A Guide To Help You Play Better Jazz Piano
History and overview:
“House Of Jade” is one of the great Wayne Shorter jazz compositions from the 1960s. Even though Wayne was part for Miles Davis’ group for much of this time, he recorded many albums as a leader. But since these groups were only assembled for the recordings, Shorter didn’t perform these songs live. (“Footprints” is a notable exception, because Shorter also played it with Davis.) Many other musicians, however, wanted to enjoy playing these tunes for themselves, and many have become jazz standards in their own right.
Shorter recorded “House Of Jade” in 1965 on his album “Juju.” The melody is simple to learn, but the chromatic chord progression can be challenging to improvise on. (For an effective way to practice this, see my suggestions below.)
Here are some recommended recordings/videos:
(for international readers who may not have access to these YouTube links, I’ve indicated the original album names wherever possible so you can listen to them on music streaming services, etc.)
Wayne Shorter: Juju
Chet Baker Trio: En vivo en Montmartre Jazzhus, 1979
Musical ideas and jazz piano practice tips:
Improvising over Wayne Shorter’s chord progressions can often be challenging, so let’s try a little experiment to get started with “House Of Jade.”
Begin my putting aside the chords for a minute and simply play the melody for the first 8 bars, slowly. Play it again, a few more times, and just listen to it. Do you notice anything? For one thing, it doesn’t seem complex when you take away the chords. It’s just a diatonic melody, meaning that it’s all in one scale. (Except for the A natural pickup note, every note is part of the C Natural Minor scale, which is the same as the key signature.) The melody, by itself, doesn’t sound so complex.
Now, improvise a little in the same style of the melody, staying within the C Natural Minor scale. Improvise your own melodies without trying to sound too “jazzy.” It’s pretty easy, right? Then come back to the written melody and play it again.
Before we add Shorter’s harmonization, ask yourself what chords would be the most obvious ones to use with this melody? Probably Fm7, Gm7, EbMaj7, Cm7, and other chords that are in the key of C minor. Try playing some of these with your left hand while your right hand plays the melody. Repeat this a few times until you’ve come up with something you like. (Or you can change it each time. Either one is OK.)
Now here’s my point:
Play Shorter’s chords with the melody and listen to how different it sounds.
He’s taken this simple, diatonic melody and made it sound “modern,” “exotic,” “jazzy,” or anyway else you want to describe it. But the melody itself is simple and all in one key.
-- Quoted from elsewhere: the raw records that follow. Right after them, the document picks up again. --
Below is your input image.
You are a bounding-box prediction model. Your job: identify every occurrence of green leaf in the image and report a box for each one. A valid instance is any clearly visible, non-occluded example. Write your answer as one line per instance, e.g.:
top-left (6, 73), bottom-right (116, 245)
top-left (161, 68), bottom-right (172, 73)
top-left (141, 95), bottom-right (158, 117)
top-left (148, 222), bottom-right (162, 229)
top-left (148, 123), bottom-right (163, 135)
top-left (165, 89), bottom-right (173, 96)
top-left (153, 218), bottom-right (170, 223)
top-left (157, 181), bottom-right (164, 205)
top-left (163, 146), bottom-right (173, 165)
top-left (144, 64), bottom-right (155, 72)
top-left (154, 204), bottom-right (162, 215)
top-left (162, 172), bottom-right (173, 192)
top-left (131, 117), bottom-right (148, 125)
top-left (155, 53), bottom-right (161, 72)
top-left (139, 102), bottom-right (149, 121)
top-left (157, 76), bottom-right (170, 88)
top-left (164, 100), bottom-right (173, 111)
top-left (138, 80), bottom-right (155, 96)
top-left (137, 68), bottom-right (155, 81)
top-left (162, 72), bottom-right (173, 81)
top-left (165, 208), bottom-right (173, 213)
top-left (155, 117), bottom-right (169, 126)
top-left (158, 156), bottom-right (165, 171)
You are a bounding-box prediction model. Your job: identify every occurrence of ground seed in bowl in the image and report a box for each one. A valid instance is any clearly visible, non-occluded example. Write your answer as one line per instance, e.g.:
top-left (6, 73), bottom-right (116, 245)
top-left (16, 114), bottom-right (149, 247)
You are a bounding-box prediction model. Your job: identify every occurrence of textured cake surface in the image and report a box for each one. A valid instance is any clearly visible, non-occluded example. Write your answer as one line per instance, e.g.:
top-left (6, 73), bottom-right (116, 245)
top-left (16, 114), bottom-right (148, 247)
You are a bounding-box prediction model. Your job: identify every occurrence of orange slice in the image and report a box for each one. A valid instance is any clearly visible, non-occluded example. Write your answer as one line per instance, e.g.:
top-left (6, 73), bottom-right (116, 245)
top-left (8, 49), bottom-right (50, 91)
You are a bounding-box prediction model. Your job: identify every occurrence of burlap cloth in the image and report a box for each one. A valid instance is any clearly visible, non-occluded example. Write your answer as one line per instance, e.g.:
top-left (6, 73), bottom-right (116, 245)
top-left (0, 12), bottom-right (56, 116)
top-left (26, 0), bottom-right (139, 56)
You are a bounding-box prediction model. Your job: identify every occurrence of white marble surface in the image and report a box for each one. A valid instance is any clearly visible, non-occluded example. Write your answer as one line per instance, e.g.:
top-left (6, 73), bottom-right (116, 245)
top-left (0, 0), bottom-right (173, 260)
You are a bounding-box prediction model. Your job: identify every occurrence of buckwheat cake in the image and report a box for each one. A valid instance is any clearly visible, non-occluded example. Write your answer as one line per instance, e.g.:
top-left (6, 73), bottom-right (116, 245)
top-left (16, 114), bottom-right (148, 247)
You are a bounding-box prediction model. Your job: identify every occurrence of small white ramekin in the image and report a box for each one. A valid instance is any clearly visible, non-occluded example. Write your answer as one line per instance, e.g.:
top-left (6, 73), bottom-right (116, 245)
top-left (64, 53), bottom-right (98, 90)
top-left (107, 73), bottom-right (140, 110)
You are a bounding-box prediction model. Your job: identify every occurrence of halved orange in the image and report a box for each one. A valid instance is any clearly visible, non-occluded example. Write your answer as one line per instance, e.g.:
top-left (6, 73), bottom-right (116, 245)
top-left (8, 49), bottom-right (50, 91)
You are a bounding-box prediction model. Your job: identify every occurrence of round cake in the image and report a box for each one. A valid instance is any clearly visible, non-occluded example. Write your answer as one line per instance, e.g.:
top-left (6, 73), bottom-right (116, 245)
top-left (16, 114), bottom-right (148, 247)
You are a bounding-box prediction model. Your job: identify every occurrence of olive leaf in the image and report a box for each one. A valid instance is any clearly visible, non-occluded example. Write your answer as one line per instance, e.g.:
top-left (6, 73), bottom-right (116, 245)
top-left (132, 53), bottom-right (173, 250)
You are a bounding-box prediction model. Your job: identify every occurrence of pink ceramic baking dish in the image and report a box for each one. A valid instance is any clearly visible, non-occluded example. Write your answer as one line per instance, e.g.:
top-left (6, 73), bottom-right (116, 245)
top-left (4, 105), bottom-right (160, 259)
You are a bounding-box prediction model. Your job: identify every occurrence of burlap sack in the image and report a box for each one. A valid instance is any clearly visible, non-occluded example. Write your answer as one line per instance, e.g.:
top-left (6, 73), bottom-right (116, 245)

This is a big clue as to how we can improvise over a tune like “House Of Jade.” If we had started by looking at the chords alone, we’d find it difficult to improvise melodic lines with all that chromaticism going on. Wayne has used chords that aren’t in the key of Cm, and each one implies a different scale or mode. This would be a lot to think about!
One of the hallmarks of Shorter’s improvisational technique, along with his colleagues such as pianist Herbie Hancock, is how he is able to weave a real melody through this type of complex chord progression. He’s shown us how to do this, with his melody, and we can use this technique when improvising, too.
To practice this, slow down the tempo and practice it as a ballad so you have time to think and can hear everything very clearly. Then start improvising simple, diatonic lines over the chord progression as it’s written. What you can do it to identify the mode or scale associated with each chord and only use the notes in it which are also in the C Natural Minor scale. This is, after all, exactly what Wayne did when he composed the melody. Once you can do this comfortably at the ballad tempo, you can start playing it a little faster as a slow swing pace.
This is a great way to “get inside” the style of this music and play it like it’s creators did. And then, yes, you can also bring in all those other notes in each mode, and it will still sound good and within your control.
In summary, the simple activity of playing the melody without the chords shows us a possible approach to improvising over the chords to “House Of Jade.”
Enjoy the journey, and “let the music flow!”